THE JOURNALS OF SYLVIA PLATH – 1950-1962. Editados e anotados por Karen V. Kukil, Faber and Faber, 24 Março 2000. Uma edição (quase) completa. Só faltam dois Diários: um, que parece ter-se perdido e outro que relatava os últimos dias de Sylvia e que foi queimado por Ted Hughes. Este, em 1982, co-editou uma versão muito “censurada”, que cobre, com muitas lacunas, os anos de 1950 a 1953.
Faltam também, mas não há a certeza de que alguma vez tenham existido, dois cadernos de notas, referentes aos dois anos que se seguiram à sua tentativa de suicídio, em 1953.
Leituras Complementares:
BIRTHDAY LETTERS de Ted Hughes, Faber and Faber, Abril 1999
BURNT DIARIES e GIRLITUDE: A PORTRAIT OF THE 50S AND 60S de Emma Tennant, respectivamente, Canongate Books, Outubro 1999 e Jonathan Cape Books, Abril 1999
WOOROLOO – POEMS de Frieda Hughes, Harper Collins, Outubro 1998. Frieda Hughes tinha apenas três anos quando a mãe morreu. Ao contrário do que se possa pensar, ela afirma que o pai sempre a educou, e ao irmão mais novo, na recordação da mãe. “Cresci a pensar nela como num anjo”. Frieda diz também que só percebeu quão famosos eram os seus progenitores quando teve de lhes estudar as obras, na escola. Ela própria começou a escrever poemas na juventude.
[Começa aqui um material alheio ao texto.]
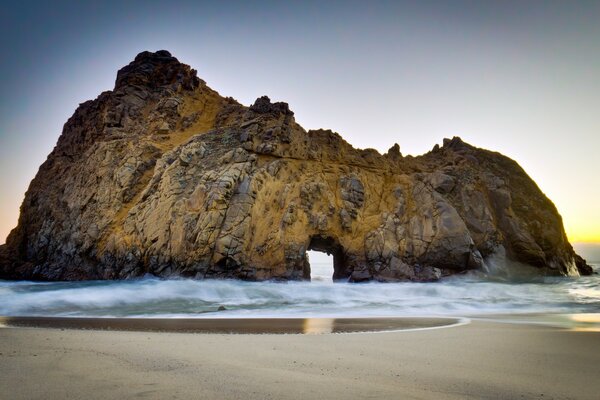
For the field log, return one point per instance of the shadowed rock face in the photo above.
(164, 176)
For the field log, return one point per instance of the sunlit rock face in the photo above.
(163, 176)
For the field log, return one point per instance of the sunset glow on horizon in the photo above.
(520, 78)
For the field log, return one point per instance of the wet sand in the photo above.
(483, 359)
(233, 325)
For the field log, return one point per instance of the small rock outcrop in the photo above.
(163, 176)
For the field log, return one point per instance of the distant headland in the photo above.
(164, 176)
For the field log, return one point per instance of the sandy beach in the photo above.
(482, 359)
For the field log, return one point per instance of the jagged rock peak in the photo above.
(155, 70)
(263, 105)
(164, 176)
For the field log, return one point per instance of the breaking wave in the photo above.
(152, 297)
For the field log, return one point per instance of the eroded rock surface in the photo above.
(163, 176)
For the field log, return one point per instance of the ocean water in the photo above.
(465, 295)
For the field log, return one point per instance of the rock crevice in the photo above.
(164, 176)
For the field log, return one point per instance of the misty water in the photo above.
(465, 295)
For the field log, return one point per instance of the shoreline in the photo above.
(235, 325)
(482, 359)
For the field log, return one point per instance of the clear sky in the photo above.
(521, 77)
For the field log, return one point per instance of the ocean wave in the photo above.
(152, 297)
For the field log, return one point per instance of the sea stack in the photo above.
(164, 176)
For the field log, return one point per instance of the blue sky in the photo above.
(518, 77)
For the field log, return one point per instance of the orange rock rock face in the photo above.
(163, 176)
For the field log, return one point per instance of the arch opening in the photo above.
(332, 247)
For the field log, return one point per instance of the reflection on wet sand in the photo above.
(585, 322)
(234, 325)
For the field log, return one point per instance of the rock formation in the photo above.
(163, 176)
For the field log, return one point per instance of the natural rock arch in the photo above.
(164, 176)
(327, 244)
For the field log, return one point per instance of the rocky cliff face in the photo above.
(164, 176)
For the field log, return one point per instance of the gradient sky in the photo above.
(522, 77)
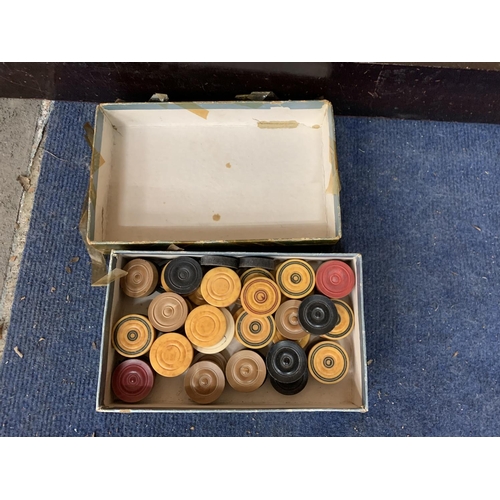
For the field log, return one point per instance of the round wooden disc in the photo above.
(287, 320)
(255, 272)
(204, 382)
(171, 355)
(141, 280)
(133, 335)
(255, 332)
(168, 312)
(220, 287)
(295, 278)
(205, 326)
(183, 275)
(245, 371)
(197, 298)
(345, 324)
(260, 297)
(132, 380)
(226, 340)
(328, 362)
(218, 358)
(293, 388)
(317, 314)
(286, 362)
(302, 342)
(335, 279)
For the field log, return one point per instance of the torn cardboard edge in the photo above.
(99, 268)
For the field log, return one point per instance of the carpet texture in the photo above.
(420, 202)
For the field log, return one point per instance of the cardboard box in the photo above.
(206, 175)
(213, 173)
(350, 394)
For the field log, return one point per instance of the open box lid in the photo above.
(213, 172)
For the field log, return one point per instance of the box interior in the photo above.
(168, 393)
(198, 172)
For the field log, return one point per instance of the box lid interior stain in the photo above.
(213, 172)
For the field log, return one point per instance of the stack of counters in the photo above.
(204, 382)
(287, 320)
(255, 272)
(237, 312)
(317, 315)
(171, 355)
(286, 362)
(219, 261)
(246, 371)
(328, 362)
(132, 380)
(335, 279)
(249, 262)
(345, 323)
(226, 339)
(182, 275)
(220, 287)
(197, 298)
(295, 278)
(205, 326)
(255, 332)
(302, 342)
(168, 312)
(133, 335)
(260, 297)
(218, 358)
(141, 280)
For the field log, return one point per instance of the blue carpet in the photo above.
(420, 201)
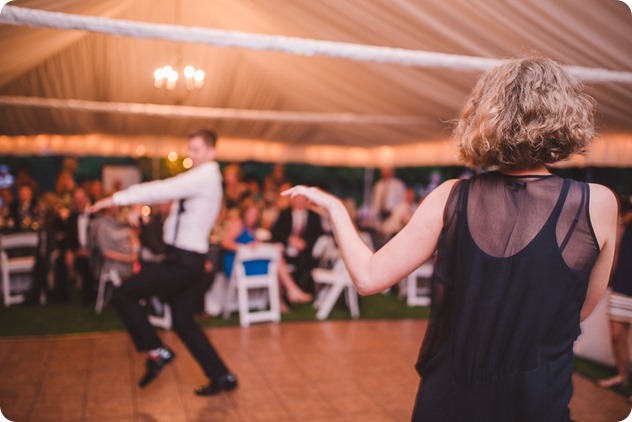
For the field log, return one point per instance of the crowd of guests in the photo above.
(78, 245)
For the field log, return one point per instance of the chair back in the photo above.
(268, 282)
(19, 264)
(19, 240)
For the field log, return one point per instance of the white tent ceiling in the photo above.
(328, 110)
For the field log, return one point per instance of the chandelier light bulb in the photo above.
(159, 75)
(189, 71)
(167, 76)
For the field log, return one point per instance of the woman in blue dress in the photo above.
(245, 230)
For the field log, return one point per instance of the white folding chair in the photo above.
(266, 286)
(334, 281)
(16, 265)
(416, 294)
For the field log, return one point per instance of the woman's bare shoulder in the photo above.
(604, 209)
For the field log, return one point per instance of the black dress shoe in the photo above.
(224, 383)
(155, 365)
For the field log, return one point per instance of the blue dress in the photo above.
(256, 267)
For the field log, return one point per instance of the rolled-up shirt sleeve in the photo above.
(184, 185)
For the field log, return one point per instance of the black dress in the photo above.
(511, 275)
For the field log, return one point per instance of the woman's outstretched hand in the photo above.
(315, 195)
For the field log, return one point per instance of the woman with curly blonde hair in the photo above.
(522, 255)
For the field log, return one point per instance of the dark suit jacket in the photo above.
(283, 228)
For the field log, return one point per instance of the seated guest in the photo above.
(245, 231)
(152, 245)
(77, 252)
(24, 210)
(116, 242)
(6, 220)
(298, 228)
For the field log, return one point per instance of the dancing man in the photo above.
(197, 198)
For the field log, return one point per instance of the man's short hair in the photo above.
(209, 136)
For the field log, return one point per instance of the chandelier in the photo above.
(168, 77)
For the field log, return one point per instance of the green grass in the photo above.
(596, 371)
(72, 317)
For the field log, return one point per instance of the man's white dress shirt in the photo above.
(200, 187)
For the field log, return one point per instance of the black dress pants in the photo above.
(174, 280)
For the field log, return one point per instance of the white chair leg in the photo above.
(352, 301)
(329, 301)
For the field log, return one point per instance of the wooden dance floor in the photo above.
(315, 371)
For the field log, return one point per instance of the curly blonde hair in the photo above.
(525, 113)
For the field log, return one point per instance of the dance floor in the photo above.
(314, 371)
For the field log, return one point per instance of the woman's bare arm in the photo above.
(603, 214)
(413, 245)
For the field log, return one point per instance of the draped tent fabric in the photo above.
(395, 114)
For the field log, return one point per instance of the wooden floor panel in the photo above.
(314, 371)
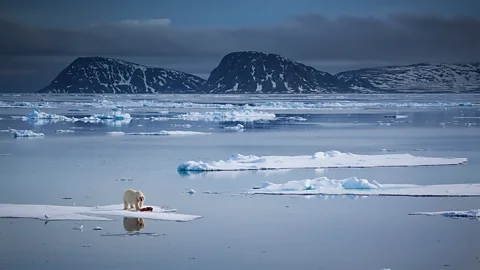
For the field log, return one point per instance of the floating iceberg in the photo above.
(295, 118)
(230, 115)
(116, 116)
(41, 118)
(26, 134)
(330, 159)
(165, 132)
(64, 131)
(56, 213)
(116, 133)
(363, 187)
(238, 127)
(473, 214)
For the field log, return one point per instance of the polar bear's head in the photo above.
(140, 196)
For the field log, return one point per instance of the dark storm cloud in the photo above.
(406, 38)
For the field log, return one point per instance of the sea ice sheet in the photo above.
(473, 213)
(168, 132)
(330, 159)
(56, 213)
(364, 187)
(230, 115)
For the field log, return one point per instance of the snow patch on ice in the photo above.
(231, 115)
(116, 133)
(165, 132)
(330, 159)
(26, 134)
(57, 213)
(473, 213)
(238, 127)
(363, 187)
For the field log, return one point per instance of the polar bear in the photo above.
(133, 197)
(133, 224)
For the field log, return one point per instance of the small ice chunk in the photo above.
(78, 228)
(165, 132)
(229, 115)
(27, 134)
(362, 187)
(238, 127)
(116, 133)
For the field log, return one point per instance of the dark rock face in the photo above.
(255, 72)
(259, 73)
(107, 75)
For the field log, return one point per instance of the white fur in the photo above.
(133, 198)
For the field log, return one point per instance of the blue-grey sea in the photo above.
(238, 231)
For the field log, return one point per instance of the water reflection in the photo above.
(133, 224)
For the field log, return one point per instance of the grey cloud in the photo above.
(309, 37)
(332, 45)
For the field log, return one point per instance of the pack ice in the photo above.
(364, 187)
(230, 115)
(330, 159)
(56, 212)
(472, 214)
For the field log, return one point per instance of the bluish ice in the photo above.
(89, 167)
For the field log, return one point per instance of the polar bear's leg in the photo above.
(137, 206)
(125, 204)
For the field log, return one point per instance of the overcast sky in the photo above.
(40, 38)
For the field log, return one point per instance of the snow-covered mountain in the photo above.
(107, 75)
(418, 77)
(256, 72)
(260, 73)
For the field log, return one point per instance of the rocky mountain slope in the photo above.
(419, 77)
(256, 72)
(107, 75)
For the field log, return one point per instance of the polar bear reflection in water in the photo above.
(133, 224)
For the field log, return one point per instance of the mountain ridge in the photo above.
(253, 72)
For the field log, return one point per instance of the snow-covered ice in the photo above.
(37, 114)
(116, 115)
(116, 133)
(56, 212)
(330, 159)
(238, 127)
(230, 115)
(27, 134)
(364, 187)
(473, 213)
(167, 132)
Depois de uma adolescência tumultuosa marcada pela anorexia e por um casamento precipitado, aos 19 anos, viveu durante algum tempo na Austrália em Wooroloo, um local que serve de título ao seu volume de poemas. Casada com um pintor húngaro Frieda é também pintora e autora de livros para crianças. Sobre o culto que rodeia a figura da sua mãe, revolta-se contra aqueles que “a viram e tornam a virar como carne em carvões em brasa” e afirma que, apesar de sentir que nunca saberá a verdade sobre o seu suicídio, não deseja remexer em feridas antigas.
WHERE DID IT ALL GO RIGHT de A. Alvarez, Richard Cohen Books, Setembro 1999. O crítico e escritor A. Alvarez declarou mais tarde que falhou no seu apoio a Plath. Foi ele quem deu abrigo a Hughes quando este saiu de casa e foi ele também quem passou o último Natal (de 1962) com Sylvia. “ Falhei como amigo. Tinha 30 anos e era estúpido. Não percebia nada de depressões” disse Alvarez numa entrevista. Esta autobiografia complementa “The Savage God”, uma obra que relata e analisa o suicídio de Plath.
Nota: O filho de Sylvia Plath e Ted Hughes suicidou-se na sua casa no Alaska, em Março de 2009, 46 anos depois da mãe. Nicholas (Nick) era biologista marinho e sofria de depressão.